Silvia Federici, en El patriarcado del salario, recuerda que el trabajo doméstico y de cuidados ha sido históricamente invisibilizado y despojado de valor, precisamente porque ocurre en el ámbito privado y no genera valor económico directo. La culpa por descansar tiene raíces en esa lógica: si no produces (ni dinero, ni resultados), no vales.
La culpa se infiltra en todo: es maleable, persistente, cambia de forma. Se presenta en la manera en que nos explicamos, en las excusas que damos, en cómo hablamos —o no— de la necesidad de descansar.
Cuando el descanso es un privilegio
Descansar no debería ser un acto clandestino, pero lo es. Para muchas madres, pedir tiempo, espacio, silencio o soledad es realmente complicado porque no se nos ha enseñado a ver el descanso como una necesidad, sino como un lujo a conquistar. El descanso, de hecho, también debe ser productivo: tenemos que dormir bien para rendir mejor. Hacer yoga, sí, pero con constancia. Leer, sí, pero algo que te forme. Hasta el autocuidado corre el riesgo de volverse otro deber si no lo habitamos con libertad.

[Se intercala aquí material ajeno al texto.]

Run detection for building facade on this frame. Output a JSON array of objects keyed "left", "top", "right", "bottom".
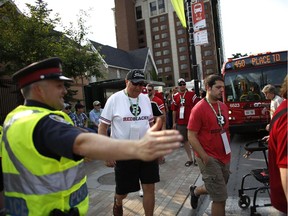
[{"left": 114, "top": 0, "right": 223, "bottom": 86}]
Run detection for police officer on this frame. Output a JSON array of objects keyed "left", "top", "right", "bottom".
[{"left": 1, "top": 57, "right": 182, "bottom": 216}]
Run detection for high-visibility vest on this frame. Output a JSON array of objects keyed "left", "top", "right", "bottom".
[{"left": 1, "top": 106, "right": 89, "bottom": 216}]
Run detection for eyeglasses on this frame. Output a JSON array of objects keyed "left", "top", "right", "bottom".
[
  {"left": 131, "top": 81, "right": 146, "bottom": 86},
  {"left": 178, "top": 83, "right": 186, "bottom": 86}
]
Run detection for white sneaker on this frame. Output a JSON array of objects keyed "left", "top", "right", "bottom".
[{"left": 139, "top": 189, "right": 143, "bottom": 197}]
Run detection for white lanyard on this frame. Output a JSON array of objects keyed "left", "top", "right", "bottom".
[
  {"left": 123, "top": 90, "right": 139, "bottom": 119},
  {"left": 180, "top": 90, "right": 187, "bottom": 106},
  {"left": 205, "top": 97, "right": 224, "bottom": 130}
]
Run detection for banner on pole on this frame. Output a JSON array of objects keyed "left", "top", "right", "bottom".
[
  {"left": 191, "top": 2, "right": 206, "bottom": 31},
  {"left": 171, "top": 0, "right": 187, "bottom": 28}
]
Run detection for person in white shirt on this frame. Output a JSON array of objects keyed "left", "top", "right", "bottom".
[
  {"left": 262, "top": 84, "right": 283, "bottom": 131},
  {"left": 98, "top": 69, "right": 160, "bottom": 216}
]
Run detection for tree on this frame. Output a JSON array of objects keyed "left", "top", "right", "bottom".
[
  {"left": 0, "top": 0, "right": 102, "bottom": 99},
  {"left": 0, "top": 0, "right": 101, "bottom": 82}
]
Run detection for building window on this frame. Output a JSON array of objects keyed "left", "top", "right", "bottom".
[
  {"left": 138, "top": 30, "right": 144, "bottom": 36},
  {"left": 204, "top": 50, "right": 212, "bottom": 56},
  {"left": 138, "top": 38, "right": 145, "bottom": 44},
  {"left": 179, "top": 47, "right": 186, "bottom": 52},
  {"left": 156, "top": 59, "right": 162, "bottom": 64},
  {"left": 177, "top": 29, "right": 185, "bottom": 35},
  {"left": 155, "top": 51, "right": 161, "bottom": 56},
  {"left": 180, "top": 64, "right": 188, "bottom": 70},
  {"left": 205, "top": 60, "right": 213, "bottom": 65},
  {"left": 160, "top": 25, "right": 167, "bottom": 30},
  {"left": 161, "top": 33, "right": 168, "bottom": 38},
  {"left": 158, "top": 0, "right": 165, "bottom": 14},
  {"left": 164, "top": 58, "right": 171, "bottom": 64},
  {"left": 177, "top": 38, "right": 185, "bottom": 44},
  {"left": 162, "top": 41, "right": 169, "bottom": 47},
  {"left": 159, "top": 16, "right": 166, "bottom": 22},
  {"left": 153, "top": 35, "right": 160, "bottom": 40},
  {"left": 152, "top": 18, "right": 158, "bottom": 24},
  {"left": 180, "top": 55, "right": 187, "bottom": 61},
  {"left": 152, "top": 26, "right": 159, "bottom": 32},
  {"left": 136, "top": 6, "right": 143, "bottom": 20},
  {"left": 154, "top": 43, "right": 161, "bottom": 48},
  {"left": 176, "top": 20, "right": 181, "bottom": 26},
  {"left": 163, "top": 50, "right": 170, "bottom": 55},
  {"left": 206, "top": 69, "right": 214, "bottom": 75},
  {"left": 164, "top": 67, "right": 171, "bottom": 72},
  {"left": 150, "top": 1, "right": 157, "bottom": 16}
]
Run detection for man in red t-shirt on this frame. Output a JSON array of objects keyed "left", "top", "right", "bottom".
[
  {"left": 171, "top": 78, "right": 199, "bottom": 167},
  {"left": 146, "top": 84, "right": 166, "bottom": 130},
  {"left": 187, "top": 75, "right": 231, "bottom": 216},
  {"left": 268, "top": 76, "right": 288, "bottom": 214}
]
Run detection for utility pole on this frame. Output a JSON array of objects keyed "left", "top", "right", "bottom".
[{"left": 185, "top": 0, "right": 200, "bottom": 96}]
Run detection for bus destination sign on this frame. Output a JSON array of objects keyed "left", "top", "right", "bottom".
[{"left": 225, "top": 52, "right": 287, "bottom": 70}]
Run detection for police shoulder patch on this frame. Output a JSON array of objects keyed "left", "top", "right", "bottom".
[{"left": 49, "top": 114, "right": 69, "bottom": 124}]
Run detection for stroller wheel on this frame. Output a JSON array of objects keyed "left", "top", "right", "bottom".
[{"left": 238, "top": 194, "right": 251, "bottom": 209}]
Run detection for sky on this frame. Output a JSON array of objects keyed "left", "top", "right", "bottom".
[{"left": 15, "top": 0, "right": 288, "bottom": 59}]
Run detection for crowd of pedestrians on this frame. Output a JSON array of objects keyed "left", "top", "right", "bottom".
[{"left": 0, "top": 58, "right": 287, "bottom": 216}]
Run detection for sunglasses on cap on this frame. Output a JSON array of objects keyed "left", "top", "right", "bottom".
[
  {"left": 131, "top": 81, "right": 146, "bottom": 86},
  {"left": 178, "top": 83, "right": 186, "bottom": 86}
]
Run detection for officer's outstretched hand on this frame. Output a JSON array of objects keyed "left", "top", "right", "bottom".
[{"left": 137, "top": 118, "right": 183, "bottom": 161}]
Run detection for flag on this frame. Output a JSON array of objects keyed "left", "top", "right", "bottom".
[{"left": 171, "top": 0, "right": 187, "bottom": 28}]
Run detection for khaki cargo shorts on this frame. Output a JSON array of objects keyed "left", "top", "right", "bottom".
[{"left": 196, "top": 157, "right": 230, "bottom": 202}]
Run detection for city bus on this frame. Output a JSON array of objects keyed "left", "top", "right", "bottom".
[{"left": 222, "top": 51, "right": 287, "bottom": 133}]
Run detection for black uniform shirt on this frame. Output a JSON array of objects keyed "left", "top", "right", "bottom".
[{"left": 25, "top": 100, "right": 83, "bottom": 161}]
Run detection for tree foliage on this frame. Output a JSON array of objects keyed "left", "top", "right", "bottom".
[{"left": 0, "top": 0, "right": 102, "bottom": 82}]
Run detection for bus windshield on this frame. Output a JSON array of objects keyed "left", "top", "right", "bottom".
[{"left": 224, "top": 64, "right": 287, "bottom": 102}]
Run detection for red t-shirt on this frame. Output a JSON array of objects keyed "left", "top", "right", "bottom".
[
  {"left": 268, "top": 99, "right": 288, "bottom": 213},
  {"left": 151, "top": 96, "right": 165, "bottom": 116},
  {"left": 171, "top": 91, "right": 199, "bottom": 125},
  {"left": 187, "top": 99, "right": 231, "bottom": 164}
]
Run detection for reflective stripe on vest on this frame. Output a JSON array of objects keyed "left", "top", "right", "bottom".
[{"left": 2, "top": 110, "right": 85, "bottom": 195}]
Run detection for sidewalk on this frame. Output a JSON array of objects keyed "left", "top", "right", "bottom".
[{"left": 86, "top": 148, "right": 200, "bottom": 216}]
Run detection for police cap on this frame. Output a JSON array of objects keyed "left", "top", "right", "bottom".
[{"left": 12, "top": 57, "right": 73, "bottom": 88}]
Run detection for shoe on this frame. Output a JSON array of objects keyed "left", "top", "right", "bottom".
[
  {"left": 185, "top": 161, "right": 193, "bottom": 167},
  {"left": 113, "top": 197, "right": 123, "bottom": 216},
  {"left": 190, "top": 185, "right": 199, "bottom": 209},
  {"left": 139, "top": 189, "right": 143, "bottom": 197}
]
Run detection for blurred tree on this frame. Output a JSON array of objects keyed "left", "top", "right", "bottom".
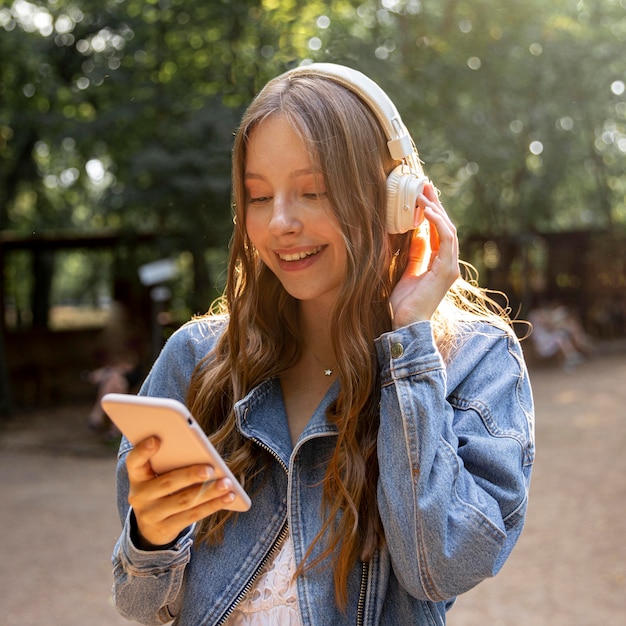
[{"left": 0, "top": 0, "right": 626, "bottom": 310}]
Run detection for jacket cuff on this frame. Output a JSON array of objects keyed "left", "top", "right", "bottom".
[{"left": 118, "top": 507, "right": 194, "bottom": 570}]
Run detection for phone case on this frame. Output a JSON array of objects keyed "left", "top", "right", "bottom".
[{"left": 101, "top": 393, "right": 251, "bottom": 511}]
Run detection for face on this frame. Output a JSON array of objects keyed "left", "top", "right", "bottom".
[{"left": 245, "top": 116, "right": 347, "bottom": 306}]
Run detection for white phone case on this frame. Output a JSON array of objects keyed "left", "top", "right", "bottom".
[{"left": 101, "top": 393, "right": 251, "bottom": 511}]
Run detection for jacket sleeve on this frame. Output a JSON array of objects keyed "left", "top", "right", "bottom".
[
  {"left": 377, "top": 322, "right": 534, "bottom": 602},
  {"left": 112, "top": 325, "right": 218, "bottom": 624}
]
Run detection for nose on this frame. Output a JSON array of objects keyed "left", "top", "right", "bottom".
[{"left": 269, "top": 195, "right": 302, "bottom": 236}]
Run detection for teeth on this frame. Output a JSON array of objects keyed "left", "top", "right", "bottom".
[{"left": 278, "top": 246, "right": 322, "bottom": 261}]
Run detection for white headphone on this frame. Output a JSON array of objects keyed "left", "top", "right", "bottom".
[{"left": 283, "top": 63, "right": 428, "bottom": 233}]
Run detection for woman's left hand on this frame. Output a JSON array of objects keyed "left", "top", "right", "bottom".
[{"left": 390, "top": 184, "right": 460, "bottom": 329}]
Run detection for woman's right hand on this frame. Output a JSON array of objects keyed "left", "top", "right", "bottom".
[{"left": 126, "top": 437, "right": 235, "bottom": 550}]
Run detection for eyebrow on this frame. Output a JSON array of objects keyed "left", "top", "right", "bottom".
[{"left": 244, "top": 167, "right": 321, "bottom": 180}]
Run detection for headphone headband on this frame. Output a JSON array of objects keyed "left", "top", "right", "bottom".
[
  {"left": 280, "top": 63, "right": 428, "bottom": 233},
  {"left": 283, "top": 63, "right": 415, "bottom": 160}
]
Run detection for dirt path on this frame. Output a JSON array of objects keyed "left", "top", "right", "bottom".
[{"left": 0, "top": 352, "right": 626, "bottom": 626}]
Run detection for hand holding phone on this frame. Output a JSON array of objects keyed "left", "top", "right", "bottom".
[{"left": 101, "top": 393, "right": 252, "bottom": 511}]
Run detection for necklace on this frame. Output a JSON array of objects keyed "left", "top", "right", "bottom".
[{"left": 309, "top": 348, "right": 333, "bottom": 376}]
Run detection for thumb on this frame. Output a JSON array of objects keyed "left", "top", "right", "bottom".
[
  {"left": 126, "top": 437, "right": 161, "bottom": 482},
  {"left": 403, "top": 221, "right": 432, "bottom": 276}
]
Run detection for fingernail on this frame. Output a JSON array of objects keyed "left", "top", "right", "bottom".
[{"left": 198, "top": 466, "right": 213, "bottom": 480}]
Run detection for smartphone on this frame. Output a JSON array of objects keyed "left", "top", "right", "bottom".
[{"left": 101, "top": 393, "right": 252, "bottom": 511}]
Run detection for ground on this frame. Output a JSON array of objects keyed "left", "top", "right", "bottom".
[{"left": 0, "top": 346, "right": 626, "bottom": 626}]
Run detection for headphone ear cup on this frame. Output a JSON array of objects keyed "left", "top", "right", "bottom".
[{"left": 386, "top": 164, "right": 428, "bottom": 234}]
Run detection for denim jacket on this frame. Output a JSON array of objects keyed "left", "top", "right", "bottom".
[{"left": 113, "top": 320, "right": 534, "bottom": 626}]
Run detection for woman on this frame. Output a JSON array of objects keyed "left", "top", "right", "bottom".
[{"left": 114, "top": 64, "right": 534, "bottom": 626}]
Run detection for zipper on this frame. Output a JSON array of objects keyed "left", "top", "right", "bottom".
[
  {"left": 356, "top": 561, "right": 370, "bottom": 626},
  {"left": 216, "top": 428, "right": 289, "bottom": 626},
  {"left": 216, "top": 520, "right": 289, "bottom": 626}
]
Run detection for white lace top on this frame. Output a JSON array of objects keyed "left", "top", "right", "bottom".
[{"left": 226, "top": 535, "right": 302, "bottom": 626}]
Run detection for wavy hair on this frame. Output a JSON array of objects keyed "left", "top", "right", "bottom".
[{"left": 187, "top": 70, "right": 510, "bottom": 607}]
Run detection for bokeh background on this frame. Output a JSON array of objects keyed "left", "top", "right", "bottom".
[{"left": 0, "top": 0, "right": 626, "bottom": 626}]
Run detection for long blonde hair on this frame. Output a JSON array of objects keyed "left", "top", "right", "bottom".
[{"left": 188, "top": 70, "right": 508, "bottom": 607}]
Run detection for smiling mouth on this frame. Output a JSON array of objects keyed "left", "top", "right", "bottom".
[{"left": 278, "top": 246, "right": 323, "bottom": 261}]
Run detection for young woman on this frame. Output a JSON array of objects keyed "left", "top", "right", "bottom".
[{"left": 114, "top": 64, "right": 534, "bottom": 626}]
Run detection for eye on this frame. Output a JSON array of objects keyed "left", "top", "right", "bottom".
[
  {"left": 302, "top": 191, "right": 328, "bottom": 201},
  {"left": 248, "top": 196, "right": 271, "bottom": 205}
]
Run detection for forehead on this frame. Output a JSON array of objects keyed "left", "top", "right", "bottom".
[{"left": 245, "top": 115, "right": 319, "bottom": 176}]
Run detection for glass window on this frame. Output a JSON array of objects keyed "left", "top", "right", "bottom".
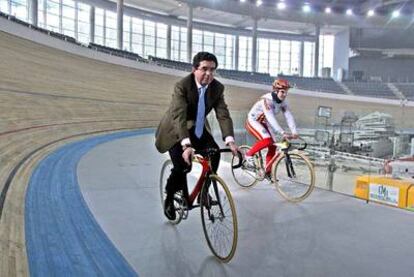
[
  {"left": 203, "top": 31, "right": 214, "bottom": 53},
  {"left": 10, "top": 0, "right": 28, "bottom": 21},
  {"left": 95, "top": 8, "right": 104, "bottom": 45},
  {"left": 224, "top": 35, "right": 234, "bottom": 69},
  {"left": 131, "top": 17, "right": 144, "bottom": 56},
  {"left": 269, "top": 39, "right": 280, "bottom": 76},
  {"left": 238, "top": 36, "right": 252, "bottom": 71},
  {"left": 105, "top": 11, "right": 118, "bottom": 48},
  {"left": 303, "top": 42, "right": 315, "bottom": 77},
  {"left": 37, "top": 0, "right": 46, "bottom": 28},
  {"left": 62, "top": 0, "right": 75, "bottom": 37},
  {"left": 78, "top": 2, "right": 91, "bottom": 43},
  {"left": 290, "top": 41, "right": 300, "bottom": 75},
  {"left": 46, "top": 0, "right": 60, "bottom": 32},
  {"left": 280, "top": 40, "right": 291, "bottom": 75},
  {"left": 122, "top": 15, "right": 132, "bottom": 51},
  {"left": 144, "top": 20, "right": 155, "bottom": 57},
  {"left": 192, "top": 29, "right": 203, "bottom": 56},
  {"left": 319, "top": 35, "right": 335, "bottom": 76},
  {"left": 156, "top": 23, "right": 168, "bottom": 58},
  {"left": 0, "top": 0, "right": 9, "bottom": 13},
  {"left": 257, "top": 38, "right": 269, "bottom": 73}
]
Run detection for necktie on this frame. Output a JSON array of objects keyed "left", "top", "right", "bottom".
[{"left": 195, "top": 87, "right": 206, "bottom": 138}]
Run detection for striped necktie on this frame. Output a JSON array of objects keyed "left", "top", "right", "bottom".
[{"left": 195, "top": 87, "right": 206, "bottom": 138}]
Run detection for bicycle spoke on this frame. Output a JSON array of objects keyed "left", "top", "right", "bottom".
[
  {"left": 273, "top": 154, "right": 315, "bottom": 202},
  {"left": 201, "top": 176, "right": 237, "bottom": 262}
]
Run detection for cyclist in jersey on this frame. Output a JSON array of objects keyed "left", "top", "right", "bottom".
[{"left": 245, "top": 79, "right": 298, "bottom": 174}]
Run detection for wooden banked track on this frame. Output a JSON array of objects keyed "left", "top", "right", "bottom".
[{"left": 0, "top": 29, "right": 258, "bottom": 276}]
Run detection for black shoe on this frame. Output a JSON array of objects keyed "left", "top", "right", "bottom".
[
  {"left": 164, "top": 197, "right": 175, "bottom": 220},
  {"left": 197, "top": 193, "right": 213, "bottom": 208}
]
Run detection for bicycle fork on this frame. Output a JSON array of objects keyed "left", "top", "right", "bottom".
[{"left": 285, "top": 153, "right": 296, "bottom": 178}]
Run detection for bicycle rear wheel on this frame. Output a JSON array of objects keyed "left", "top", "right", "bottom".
[
  {"left": 160, "top": 160, "right": 184, "bottom": 224},
  {"left": 231, "top": 145, "right": 258, "bottom": 188},
  {"left": 200, "top": 175, "right": 238, "bottom": 263},
  {"left": 272, "top": 153, "right": 315, "bottom": 202}
]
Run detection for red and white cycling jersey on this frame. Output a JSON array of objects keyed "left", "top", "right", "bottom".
[{"left": 247, "top": 92, "right": 297, "bottom": 139}]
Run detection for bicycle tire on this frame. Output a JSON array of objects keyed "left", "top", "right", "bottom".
[
  {"left": 231, "top": 145, "right": 258, "bottom": 188},
  {"left": 200, "top": 174, "right": 238, "bottom": 263},
  {"left": 160, "top": 160, "right": 184, "bottom": 224},
  {"left": 272, "top": 153, "right": 315, "bottom": 202}
]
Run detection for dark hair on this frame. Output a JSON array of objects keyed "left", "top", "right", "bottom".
[{"left": 193, "top": 52, "right": 218, "bottom": 68}]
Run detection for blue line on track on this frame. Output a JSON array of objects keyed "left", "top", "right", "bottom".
[{"left": 25, "top": 129, "right": 153, "bottom": 277}]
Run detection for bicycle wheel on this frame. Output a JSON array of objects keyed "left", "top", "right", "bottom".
[
  {"left": 231, "top": 145, "right": 258, "bottom": 188},
  {"left": 272, "top": 153, "right": 315, "bottom": 202},
  {"left": 160, "top": 157, "right": 184, "bottom": 224},
  {"left": 200, "top": 175, "right": 238, "bottom": 263}
]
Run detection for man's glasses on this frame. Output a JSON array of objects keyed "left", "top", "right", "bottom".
[{"left": 197, "top": 66, "right": 216, "bottom": 74}]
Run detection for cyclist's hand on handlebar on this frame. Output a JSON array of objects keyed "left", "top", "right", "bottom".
[
  {"left": 229, "top": 142, "right": 239, "bottom": 156},
  {"left": 182, "top": 147, "right": 194, "bottom": 165},
  {"left": 282, "top": 133, "right": 299, "bottom": 140}
]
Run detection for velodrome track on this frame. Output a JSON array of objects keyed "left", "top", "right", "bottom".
[
  {"left": 22, "top": 129, "right": 414, "bottom": 276},
  {"left": 0, "top": 23, "right": 414, "bottom": 277}
]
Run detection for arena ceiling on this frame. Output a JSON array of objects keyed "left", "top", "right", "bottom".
[{"left": 122, "top": 0, "right": 414, "bottom": 34}]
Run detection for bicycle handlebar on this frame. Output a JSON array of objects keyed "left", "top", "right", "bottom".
[
  {"left": 283, "top": 137, "right": 308, "bottom": 151},
  {"left": 194, "top": 148, "right": 243, "bottom": 168}
]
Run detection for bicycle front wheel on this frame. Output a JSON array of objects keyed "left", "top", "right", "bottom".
[
  {"left": 160, "top": 157, "right": 184, "bottom": 224},
  {"left": 231, "top": 145, "right": 257, "bottom": 188},
  {"left": 272, "top": 153, "right": 315, "bottom": 202},
  {"left": 200, "top": 175, "right": 238, "bottom": 263}
]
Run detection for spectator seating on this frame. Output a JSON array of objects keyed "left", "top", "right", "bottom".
[
  {"left": 88, "top": 42, "right": 148, "bottom": 63},
  {"left": 343, "top": 81, "right": 397, "bottom": 99},
  {"left": 217, "top": 69, "right": 274, "bottom": 85},
  {"left": 394, "top": 83, "right": 414, "bottom": 101},
  {"left": 279, "top": 75, "right": 345, "bottom": 94},
  {"left": 148, "top": 56, "right": 192, "bottom": 72}
]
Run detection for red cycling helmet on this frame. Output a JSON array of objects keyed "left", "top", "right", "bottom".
[{"left": 272, "top": 79, "right": 291, "bottom": 90}]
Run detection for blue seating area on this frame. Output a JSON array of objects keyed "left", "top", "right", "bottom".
[
  {"left": 88, "top": 42, "right": 148, "bottom": 63},
  {"left": 148, "top": 56, "right": 192, "bottom": 72},
  {"left": 217, "top": 69, "right": 274, "bottom": 85},
  {"left": 394, "top": 83, "right": 414, "bottom": 101},
  {"left": 279, "top": 75, "right": 345, "bottom": 94},
  {"left": 343, "top": 81, "right": 397, "bottom": 99}
]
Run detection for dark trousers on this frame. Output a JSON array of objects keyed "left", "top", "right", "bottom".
[{"left": 166, "top": 127, "right": 220, "bottom": 197}]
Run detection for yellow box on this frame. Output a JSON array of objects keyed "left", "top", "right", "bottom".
[
  {"left": 407, "top": 185, "right": 414, "bottom": 211},
  {"left": 354, "top": 175, "right": 414, "bottom": 208}
]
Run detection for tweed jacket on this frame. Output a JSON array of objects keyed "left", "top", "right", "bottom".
[{"left": 155, "top": 73, "right": 234, "bottom": 153}]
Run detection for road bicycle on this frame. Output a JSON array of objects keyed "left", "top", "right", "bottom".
[
  {"left": 160, "top": 148, "right": 242, "bottom": 262},
  {"left": 232, "top": 139, "right": 315, "bottom": 202}
]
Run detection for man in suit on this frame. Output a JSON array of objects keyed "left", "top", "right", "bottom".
[{"left": 155, "top": 52, "right": 238, "bottom": 220}]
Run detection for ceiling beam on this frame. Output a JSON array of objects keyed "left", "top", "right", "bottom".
[{"left": 181, "top": 0, "right": 412, "bottom": 29}]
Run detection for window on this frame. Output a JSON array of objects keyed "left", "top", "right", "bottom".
[
  {"left": 257, "top": 38, "right": 269, "bottom": 73},
  {"left": 279, "top": 40, "right": 292, "bottom": 75},
  {"left": 269, "top": 39, "right": 280, "bottom": 76},
  {"left": 95, "top": 8, "right": 104, "bottom": 45},
  {"left": 290, "top": 41, "right": 300, "bottom": 75},
  {"left": 10, "top": 0, "right": 29, "bottom": 21},
  {"left": 104, "top": 11, "right": 118, "bottom": 48},
  {"left": 144, "top": 20, "right": 155, "bottom": 57},
  {"left": 156, "top": 23, "right": 168, "bottom": 58},
  {"left": 77, "top": 2, "right": 91, "bottom": 43},
  {"left": 237, "top": 36, "right": 252, "bottom": 71},
  {"left": 0, "top": 0, "right": 9, "bottom": 13},
  {"left": 46, "top": 0, "right": 60, "bottom": 32},
  {"left": 62, "top": 0, "right": 75, "bottom": 37},
  {"left": 303, "top": 42, "right": 315, "bottom": 77},
  {"left": 319, "top": 35, "right": 335, "bottom": 76},
  {"left": 131, "top": 17, "right": 144, "bottom": 56}
]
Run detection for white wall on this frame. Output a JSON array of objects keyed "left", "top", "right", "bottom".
[{"left": 332, "top": 28, "right": 349, "bottom": 81}]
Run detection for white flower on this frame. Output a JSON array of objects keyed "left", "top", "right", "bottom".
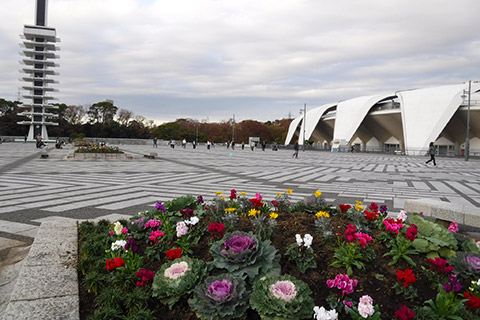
[
  {"left": 112, "top": 240, "right": 127, "bottom": 251},
  {"left": 295, "top": 233, "right": 303, "bottom": 246},
  {"left": 185, "top": 216, "right": 200, "bottom": 226},
  {"left": 113, "top": 221, "right": 123, "bottom": 236},
  {"left": 313, "top": 306, "right": 338, "bottom": 320},
  {"left": 397, "top": 210, "right": 407, "bottom": 221},
  {"left": 303, "top": 233, "right": 313, "bottom": 248}
]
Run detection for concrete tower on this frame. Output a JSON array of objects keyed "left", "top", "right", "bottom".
[{"left": 18, "top": 0, "right": 60, "bottom": 140}]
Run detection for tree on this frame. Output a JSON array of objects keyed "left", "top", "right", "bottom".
[
  {"left": 87, "top": 100, "right": 118, "bottom": 124},
  {"left": 64, "top": 106, "right": 87, "bottom": 125},
  {"left": 117, "top": 109, "right": 133, "bottom": 126}
]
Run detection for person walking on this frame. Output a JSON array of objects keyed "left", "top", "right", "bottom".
[
  {"left": 35, "top": 133, "right": 45, "bottom": 148},
  {"left": 292, "top": 140, "right": 298, "bottom": 158},
  {"left": 425, "top": 142, "right": 437, "bottom": 166}
]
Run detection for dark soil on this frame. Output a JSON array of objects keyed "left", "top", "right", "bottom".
[{"left": 79, "top": 213, "right": 450, "bottom": 320}]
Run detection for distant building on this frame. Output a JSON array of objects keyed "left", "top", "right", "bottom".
[
  {"left": 285, "top": 82, "right": 480, "bottom": 155},
  {"left": 18, "top": 0, "right": 60, "bottom": 140}
]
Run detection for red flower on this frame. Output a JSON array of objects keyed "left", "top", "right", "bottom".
[
  {"left": 405, "top": 223, "right": 418, "bottom": 241},
  {"left": 395, "top": 306, "right": 415, "bottom": 320},
  {"left": 397, "top": 269, "right": 417, "bottom": 288},
  {"left": 345, "top": 224, "right": 357, "bottom": 242},
  {"left": 107, "top": 257, "right": 125, "bottom": 270},
  {"left": 165, "top": 248, "right": 182, "bottom": 260},
  {"left": 463, "top": 291, "right": 480, "bottom": 310},
  {"left": 363, "top": 211, "right": 378, "bottom": 221},
  {"left": 248, "top": 198, "right": 263, "bottom": 208},
  {"left": 338, "top": 204, "right": 352, "bottom": 213}
]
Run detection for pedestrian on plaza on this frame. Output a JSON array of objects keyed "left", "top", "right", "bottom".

Existe incluso un fenómeno psicológico que le ha puesto nombre a esto: procrastinación vengativa a la hora de dormir. Es ese gesto de retrasar el sueño a propósito —aunque estemos agotadas— para tener un rato solo nuestro, después de haber sido todo para todos durante el día. Ese rato de silencio, el capítulo de la serie que estás viendo o el scroll nocturno se perciben como un momento de desconexión que es solo para ti. Pero este hábito puede acabar dañando el estado de ánimo, la memoria, la salud y la productividad.
Descansar no debería ser un acto clandestino, pero lo es. Para muchas madres, pedir tiempo, espacio, silencio o soledad es realmente complicado porque no se nos ha enseñado a ver el descanso como una necesidad, sino como un lujo a conquistar
Lo sabemos y, aun así, lo hacemos. Porque a veces ese gesto —quedarse despierta un poco más— es lo único que sentimos que nos pertenece. La paradoja es que, al intentar arañar algo de tiempo para nosotras, nos lo quitamos del único lugar que ya está en deuda: el descanso.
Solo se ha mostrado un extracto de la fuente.